HiSea Project kicks off in The Hague, placing end-users’ needs at centre

The EU-funded HiSea project – High Resolution Copernicus-Based Information Services at Sea for Ports and Aquaculture – held its kick-off meeting in Scheveningen, The Netherlands, on January 8-9, 2019, to confer among all partners and begin work.

Partners focused equally on the work plan itself – logistics of work packages, data management and communication among partners and with the EU – and on already starting to get a deeper understanding of the needs of the project’s intended end-users in the port and aquaculture sectors.

“The added value of this project is the high-resolution modelling, which is what sets it apart,” said HiSea coordinator Dr. Ghada El Serafy of Deltares. “The aim is not only to listen to users, but to allow us to understand and solve their problems. At the end of the day, this project’s mandate is to provide services and tools for users, offering easy to access and accurate information which will facilitate their day-to-day operations and work.”

EU Research Executive Agency representative Kristiina Urpalainen-Menon outlined the expectations of the EU as funders of such a program through the Horizon 2020 framework, and ultimately as representatives of the European tax-payer. She detailed this in terms of innovation, creation of a viable product addressing needs of end-users in the public and corporate sectors, and development into a sustainable project providing product or services to end-users who purchase them to address their needs. Urpalainen-Menon noted that such programs now benefit from both technical and entrepreneurial expert review and feedback in the context of EU funding.

Asked to address the HiSea project as a potential end-user, Eleni Geropanagioti of Selonda Aquaculture said that “water quality monitoring is of paramount importance, as it directly affects fish health, robustness, growth rates and feed conversion ratios,” and that disease and mortality rates are also related to water quality, though often in ways that are difficult to pinpoint.

“Different factors at various stages, even the earliest stages, can impact the growth of the fish later on,” Geropanagioti added. Cages must also be moved sometimes, depending on water quality conditions. Current data management systems monitor vital parameters including oxygen levels and temperatures, mortalities and counts as well as feeding data, and the information is used to adjust feeding and govern other management aspects.

HiSea will interpret this data and vastly improve fisheries management by providing data services such as forecasts of optimum or problematic conditions as well as and alerts in real time as actions are required.

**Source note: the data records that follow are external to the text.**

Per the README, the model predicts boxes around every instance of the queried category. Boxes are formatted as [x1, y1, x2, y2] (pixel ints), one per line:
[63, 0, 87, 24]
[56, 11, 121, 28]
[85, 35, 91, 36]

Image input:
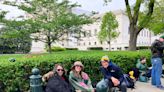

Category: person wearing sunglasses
[43, 64, 73, 92]
[69, 61, 95, 92]
[96, 55, 127, 92]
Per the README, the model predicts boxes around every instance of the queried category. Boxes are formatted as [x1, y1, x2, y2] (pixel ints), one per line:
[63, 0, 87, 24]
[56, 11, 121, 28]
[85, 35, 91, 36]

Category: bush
[87, 47, 103, 50]
[0, 51, 150, 92]
[66, 48, 78, 50]
[46, 46, 66, 52]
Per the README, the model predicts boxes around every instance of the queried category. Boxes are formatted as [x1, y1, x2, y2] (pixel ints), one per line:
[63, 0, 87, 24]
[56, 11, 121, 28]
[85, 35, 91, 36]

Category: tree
[105, 0, 155, 51]
[147, 0, 164, 34]
[98, 12, 119, 50]
[4, 0, 91, 53]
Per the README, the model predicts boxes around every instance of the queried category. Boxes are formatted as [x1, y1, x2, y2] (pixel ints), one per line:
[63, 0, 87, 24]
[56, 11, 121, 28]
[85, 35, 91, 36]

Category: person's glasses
[57, 69, 64, 71]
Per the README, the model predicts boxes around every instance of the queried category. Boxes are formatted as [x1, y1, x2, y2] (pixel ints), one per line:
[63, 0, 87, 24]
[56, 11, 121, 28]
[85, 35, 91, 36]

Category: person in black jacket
[151, 36, 164, 90]
[42, 64, 73, 92]
[96, 56, 127, 92]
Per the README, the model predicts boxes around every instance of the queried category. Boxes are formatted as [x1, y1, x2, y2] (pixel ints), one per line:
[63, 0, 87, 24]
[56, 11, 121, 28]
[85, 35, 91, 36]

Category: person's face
[141, 58, 146, 64]
[101, 61, 109, 68]
[75, 65, 82, 72]
[56, 66, 64, 76]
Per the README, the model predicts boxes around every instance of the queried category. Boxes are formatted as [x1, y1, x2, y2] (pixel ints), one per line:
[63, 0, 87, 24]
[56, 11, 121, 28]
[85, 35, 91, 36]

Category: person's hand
[111, 77, 120, 86]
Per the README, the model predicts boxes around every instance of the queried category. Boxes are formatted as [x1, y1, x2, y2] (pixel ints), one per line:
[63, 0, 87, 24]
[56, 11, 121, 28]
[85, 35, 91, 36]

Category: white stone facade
[32, 10, 158, 51]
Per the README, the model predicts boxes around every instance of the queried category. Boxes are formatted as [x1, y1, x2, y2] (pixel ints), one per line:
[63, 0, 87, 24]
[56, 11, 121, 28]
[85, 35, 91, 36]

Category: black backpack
[123, 74, 135, 89]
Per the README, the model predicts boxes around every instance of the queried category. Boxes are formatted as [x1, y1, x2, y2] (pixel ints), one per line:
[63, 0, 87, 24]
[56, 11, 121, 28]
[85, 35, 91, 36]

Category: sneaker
[157, 85, 164, 90]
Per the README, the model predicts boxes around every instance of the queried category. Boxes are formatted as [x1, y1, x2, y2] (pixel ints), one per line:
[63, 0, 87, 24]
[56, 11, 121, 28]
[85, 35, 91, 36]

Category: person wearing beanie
[69, 61, 95, 92]
[151, 35, 164, 90]
[96, 56, 127, 92]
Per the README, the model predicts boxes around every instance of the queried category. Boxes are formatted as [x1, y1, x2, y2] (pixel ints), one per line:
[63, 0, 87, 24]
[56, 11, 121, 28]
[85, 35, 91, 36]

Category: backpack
[123, 74, 135, 89]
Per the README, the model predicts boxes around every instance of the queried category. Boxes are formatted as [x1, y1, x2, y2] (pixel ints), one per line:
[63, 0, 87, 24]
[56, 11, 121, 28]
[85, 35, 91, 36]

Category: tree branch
[125, 0, 133, 23]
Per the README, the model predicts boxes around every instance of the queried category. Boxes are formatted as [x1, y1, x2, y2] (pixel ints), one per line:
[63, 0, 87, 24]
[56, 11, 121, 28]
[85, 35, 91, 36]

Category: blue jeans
[151, 58, 162, 87]
[96, 79, 127, 92]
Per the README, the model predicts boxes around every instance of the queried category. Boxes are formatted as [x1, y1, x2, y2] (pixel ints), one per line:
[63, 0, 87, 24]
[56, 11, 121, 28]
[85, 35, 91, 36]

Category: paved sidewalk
[128, 78, 164, 92]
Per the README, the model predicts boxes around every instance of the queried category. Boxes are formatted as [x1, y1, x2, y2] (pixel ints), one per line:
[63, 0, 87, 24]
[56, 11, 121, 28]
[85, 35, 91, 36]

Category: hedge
[0, 51, 150, 92]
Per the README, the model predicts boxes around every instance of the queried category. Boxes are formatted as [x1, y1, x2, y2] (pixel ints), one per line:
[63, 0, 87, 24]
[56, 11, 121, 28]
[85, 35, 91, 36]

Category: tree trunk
[129, 25, 138, 51]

Fundación Valenciaport R&D project manager Rafael Company-Peris indicated that the primary environmental problems the ports face are seasonal algae blooms and hydrocarbon spills. The three ports of the Valencia region monitor various water quality parameters – primarily water temperature, chlorophyll, oxygen, hydrocarbon pollution, salinity and turbidity. The collected information is reported to the regional government every six months to demonstrate compliance of port terminals and facilities with legislation and combat pollution.

HiSea will offer significant benefit to ports by providing early detection of possible pollution episodes, as well as up to date, high-resolution information on factors that influence the handling and clean-up of pollution episodes. Company-Peris also discussed the establishment of a HiSea stakeholder advisory board (SAB) to give ongoing inputs and feedback from the end-user’s points of view.  

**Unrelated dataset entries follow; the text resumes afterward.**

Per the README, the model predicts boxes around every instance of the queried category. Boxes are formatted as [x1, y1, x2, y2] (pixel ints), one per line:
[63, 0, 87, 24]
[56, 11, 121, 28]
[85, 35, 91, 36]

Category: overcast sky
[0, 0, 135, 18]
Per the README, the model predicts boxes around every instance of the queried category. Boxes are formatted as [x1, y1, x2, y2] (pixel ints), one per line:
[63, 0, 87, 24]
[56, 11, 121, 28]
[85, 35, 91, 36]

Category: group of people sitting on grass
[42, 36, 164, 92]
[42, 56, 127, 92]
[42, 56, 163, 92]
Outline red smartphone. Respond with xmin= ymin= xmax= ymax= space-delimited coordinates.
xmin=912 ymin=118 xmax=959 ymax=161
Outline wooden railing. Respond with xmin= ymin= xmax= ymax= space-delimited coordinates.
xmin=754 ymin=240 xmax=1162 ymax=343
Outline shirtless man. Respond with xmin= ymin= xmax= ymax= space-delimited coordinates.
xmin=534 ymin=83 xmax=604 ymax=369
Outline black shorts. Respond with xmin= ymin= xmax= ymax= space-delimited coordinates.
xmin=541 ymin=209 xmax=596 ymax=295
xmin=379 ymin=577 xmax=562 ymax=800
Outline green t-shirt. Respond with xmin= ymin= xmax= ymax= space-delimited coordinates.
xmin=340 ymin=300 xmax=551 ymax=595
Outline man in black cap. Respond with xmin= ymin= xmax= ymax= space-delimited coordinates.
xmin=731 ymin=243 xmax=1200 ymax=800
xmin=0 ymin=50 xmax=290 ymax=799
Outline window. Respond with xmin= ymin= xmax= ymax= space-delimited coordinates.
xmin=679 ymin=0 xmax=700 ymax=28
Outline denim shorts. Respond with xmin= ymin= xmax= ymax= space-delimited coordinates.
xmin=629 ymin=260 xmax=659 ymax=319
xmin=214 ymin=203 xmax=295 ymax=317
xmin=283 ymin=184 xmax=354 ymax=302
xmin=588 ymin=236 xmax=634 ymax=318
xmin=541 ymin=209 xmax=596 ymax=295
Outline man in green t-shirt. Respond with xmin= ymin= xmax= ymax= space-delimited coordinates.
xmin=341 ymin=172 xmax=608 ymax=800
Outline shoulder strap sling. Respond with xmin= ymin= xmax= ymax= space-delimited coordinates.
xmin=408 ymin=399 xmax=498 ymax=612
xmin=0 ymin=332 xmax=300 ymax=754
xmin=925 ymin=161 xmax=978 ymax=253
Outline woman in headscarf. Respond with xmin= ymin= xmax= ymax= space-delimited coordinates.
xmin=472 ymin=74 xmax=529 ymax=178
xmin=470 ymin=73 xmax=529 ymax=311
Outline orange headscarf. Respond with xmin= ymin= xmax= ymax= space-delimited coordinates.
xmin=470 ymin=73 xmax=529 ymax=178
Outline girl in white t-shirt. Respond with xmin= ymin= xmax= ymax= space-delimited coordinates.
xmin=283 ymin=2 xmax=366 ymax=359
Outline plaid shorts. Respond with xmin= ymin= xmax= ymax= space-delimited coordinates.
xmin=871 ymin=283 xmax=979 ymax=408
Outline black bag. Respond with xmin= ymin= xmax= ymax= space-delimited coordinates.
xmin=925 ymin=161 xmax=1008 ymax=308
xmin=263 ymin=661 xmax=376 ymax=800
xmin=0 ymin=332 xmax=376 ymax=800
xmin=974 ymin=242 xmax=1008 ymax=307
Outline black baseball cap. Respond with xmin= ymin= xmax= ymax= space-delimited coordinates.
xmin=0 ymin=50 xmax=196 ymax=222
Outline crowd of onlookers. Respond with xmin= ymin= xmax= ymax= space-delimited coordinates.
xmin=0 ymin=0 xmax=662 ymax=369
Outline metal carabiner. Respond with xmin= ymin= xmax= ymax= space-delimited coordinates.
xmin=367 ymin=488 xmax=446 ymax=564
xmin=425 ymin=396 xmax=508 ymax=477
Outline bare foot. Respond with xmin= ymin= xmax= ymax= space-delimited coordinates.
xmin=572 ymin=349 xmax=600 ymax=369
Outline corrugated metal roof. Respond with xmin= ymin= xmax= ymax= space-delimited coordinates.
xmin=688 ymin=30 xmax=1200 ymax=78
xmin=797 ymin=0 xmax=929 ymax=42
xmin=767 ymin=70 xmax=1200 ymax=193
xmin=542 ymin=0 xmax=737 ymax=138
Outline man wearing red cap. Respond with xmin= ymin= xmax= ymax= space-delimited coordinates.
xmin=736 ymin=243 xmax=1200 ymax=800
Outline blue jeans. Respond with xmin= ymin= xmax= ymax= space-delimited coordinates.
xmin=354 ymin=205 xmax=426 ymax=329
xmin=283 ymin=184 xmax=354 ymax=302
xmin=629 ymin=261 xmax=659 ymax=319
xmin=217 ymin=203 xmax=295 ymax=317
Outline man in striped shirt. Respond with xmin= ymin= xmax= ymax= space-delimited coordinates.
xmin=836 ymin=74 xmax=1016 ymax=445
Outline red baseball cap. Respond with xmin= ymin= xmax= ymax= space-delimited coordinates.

Deltares’ Lőrinc Mészáros described the project’s work methods and objectives during the stage dedicated to operability, validation and demonstration of HiSea services. He noted that end-user stories will be translated into service use cases and used as such to identify users’ requirements and operational needs, which will then be integrated into the product. “This will be repeated until all user requirements are fulfilled,” Mészáros said. “This will be not a linear procedure, but an iterative procedure.”

Ascora representative and software developer Danny Pape gave a presentation on the data-management and process of making back-end improvements as part of the Service Implementation aspect of the HiSea project.

HIDROMOD general manager Adelio Silva presented the HiSea project’s Service Design component and stressed the importance of a detailed data storage plan and of HiSea planning the interaction between data storage, the services provided, and the users’ involvement, both during the funded project phase and thereafter.